We'll write the formula for sin 3x:

sin 3x = sin (2x+x) = sin 2x*cos x + sin x*cos 2x

sin 2x = 2sin x*cos x

cos 2x = 1 - 2(sin x)^2

We'll substitute sin 2x and cos 2x into the formula of sin 3x:

sin 3x = 2 sinx*(cos x)^2 + sin x*[1-2(sin x)^2]

We'll substitute (cos x)^2 = 1 - (sin x)^2 (fundamental formula of trigonometry)

sin 3x = 2sin x*[1 - (sin x)^2] + sin x - 2(sin x)^3

We'll remove the brackets:

sin 3x = 2sin x - 2(sin x)^3 + sin x - 2(sin x)^3

We'll combine like terms:

sin 3x = 3sin x - 4(sin x)^3

We'll calculate the numerator of the first ratio:

(sin x)^3 + sin 3x = (sin x)^3 + 3sin x - 4(sin x)^3

We'll combine like terms:

(sin x)^3 + sin 3x = 3sin x - 3(sin x)^3

We'll factorize by 3 sin x:

3sin x - 3(sin x)^3 = 3 sin x[1 - (sin x)^2]

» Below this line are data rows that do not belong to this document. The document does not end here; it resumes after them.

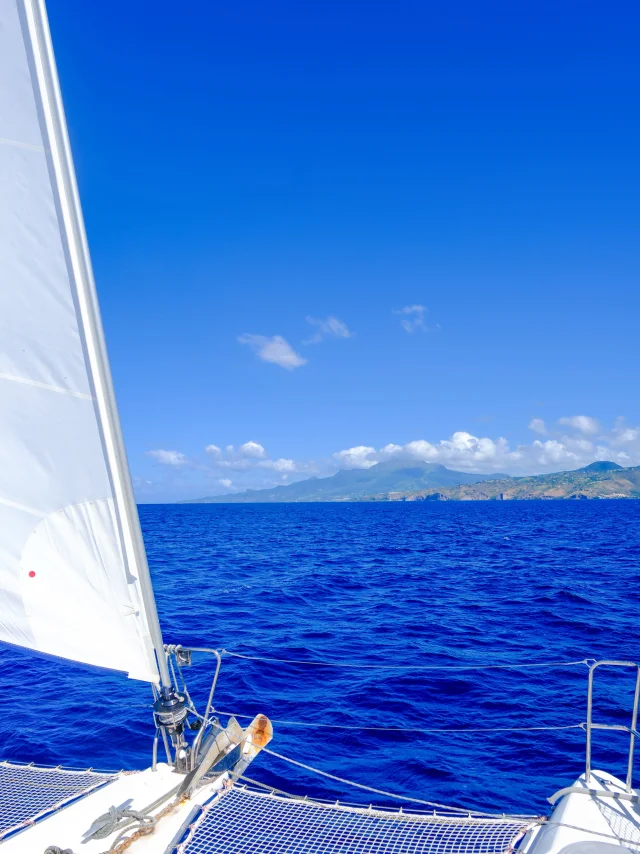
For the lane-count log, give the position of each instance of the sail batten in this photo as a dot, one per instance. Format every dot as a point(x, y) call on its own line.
point(74, 580)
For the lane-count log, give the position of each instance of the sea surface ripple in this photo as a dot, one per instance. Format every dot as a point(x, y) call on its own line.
point(398, 585)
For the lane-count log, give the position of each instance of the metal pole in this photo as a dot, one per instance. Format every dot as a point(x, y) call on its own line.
point(632, 737)
point(587, 770)
point(91, 328)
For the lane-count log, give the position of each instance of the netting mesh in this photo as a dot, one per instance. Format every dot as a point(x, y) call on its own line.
point(28, 792)
point(247, 822)
point(623, 822)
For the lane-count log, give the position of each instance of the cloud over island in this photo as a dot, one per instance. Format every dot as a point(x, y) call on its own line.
point(572, 442)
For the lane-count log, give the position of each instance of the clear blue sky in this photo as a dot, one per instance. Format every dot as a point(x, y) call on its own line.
point(246, 165)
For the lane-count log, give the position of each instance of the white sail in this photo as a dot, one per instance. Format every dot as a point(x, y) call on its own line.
point(74, 581)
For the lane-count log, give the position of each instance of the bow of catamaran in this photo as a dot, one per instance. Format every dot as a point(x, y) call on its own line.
point(74, 580)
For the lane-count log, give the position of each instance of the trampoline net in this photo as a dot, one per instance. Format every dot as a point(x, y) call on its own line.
point(243, 821)
point(29, 792)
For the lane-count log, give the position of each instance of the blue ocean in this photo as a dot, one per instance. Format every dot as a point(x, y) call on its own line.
point(390, 590)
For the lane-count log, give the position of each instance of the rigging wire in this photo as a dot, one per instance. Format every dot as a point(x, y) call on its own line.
point(457, 810)
point(408, 729)
point(316, 663)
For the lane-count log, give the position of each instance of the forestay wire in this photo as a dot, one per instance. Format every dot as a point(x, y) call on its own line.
point(317, 663)
point(307, 724)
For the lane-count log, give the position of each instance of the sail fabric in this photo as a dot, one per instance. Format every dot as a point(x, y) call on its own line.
point(70, 574)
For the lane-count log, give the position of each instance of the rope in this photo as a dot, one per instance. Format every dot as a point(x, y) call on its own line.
point(314, 663)
point(459, 810)
point(410, 729)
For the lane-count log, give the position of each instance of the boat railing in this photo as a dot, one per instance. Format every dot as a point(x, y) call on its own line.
point(632, 729)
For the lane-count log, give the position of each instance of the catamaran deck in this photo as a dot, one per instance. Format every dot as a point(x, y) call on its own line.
point(42, 807)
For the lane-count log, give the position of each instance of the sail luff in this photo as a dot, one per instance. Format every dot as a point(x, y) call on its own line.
point(91, 327)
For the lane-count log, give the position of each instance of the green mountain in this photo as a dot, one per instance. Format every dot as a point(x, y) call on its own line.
point(356, 484)
point(598, 480)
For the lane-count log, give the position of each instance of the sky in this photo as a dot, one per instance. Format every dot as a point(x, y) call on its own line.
point(327, 234)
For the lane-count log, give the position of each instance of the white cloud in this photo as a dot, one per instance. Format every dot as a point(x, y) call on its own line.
point(482, 454)
point(626, 435)
point(169, 458)
point(251, 449)
point(583, 423)
point(360, 457)
point(274, 349)
point(413, 317)
point(282, 465)
point(538, 426)
point(329, 327)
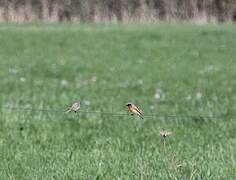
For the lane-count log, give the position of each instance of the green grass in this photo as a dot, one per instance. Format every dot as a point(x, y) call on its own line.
point(50, 66)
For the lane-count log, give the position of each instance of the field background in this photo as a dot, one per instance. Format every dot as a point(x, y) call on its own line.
point(181, 70)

But 1 - (sin x)^2 = (cos x)^2

3 sin x[1 - (sin x)^2] = 3 sin x (cos x)^2

The first ratio will become:

[(sin^3 (x) + sin 3x) / sin x] = 3 sin x (cos x)^2/sin x

We'll simplify:

 3 sin x (cos x)^2/sin x =  3 (cos x)^2

 

Now we'll calculate the second ratio:

[(cos x)^3 - cos 3x) /cos x]

First, we'll calculate the formula for cos 3x:

cos 3x = cos (2x + x) = cos 2x*cos x - sin 2x*sin x

cos 3x = 4 (cos x)^3 - 3 cos x

We'll substitute cos 3x to the numerator:

(cos x)^3 - cos 3x = (cos x)^3 - 4 (cos x)^3 + 3 cos x

(cos x)^3 - cos 3x = -3  (cos x)^3 + 3 cos x

We'll factorize by -3 cos x

-3  (cos x)^3 - 3 cos x = 3 cos x[1 - (cos x)^2]

But 1 - (cos x)^2 = (sin x)^2

3 cos x[1 - (cos x)^2] = 3 cos x (sin x)^2

The second ratio will become:

[(cos x)^3 - cos 3x) /cos x] = 3 cos x (sin x)^2/cos x

We'll simplify:

3 cos x (sin x)^2/cos x = 3 (sin x)^2

The final expression will be:

[(sin x)^3+ sin 3x) / sin x] + [(cos x)^3 - cos 3x) /cos x] = 3 (cos x)^2 + 3 (sin x)^2

We'll factorize by 3:

3 (cos x)^2 + 3 (sin x)^2 = 3[(cos x)^2 + (sin x)^2]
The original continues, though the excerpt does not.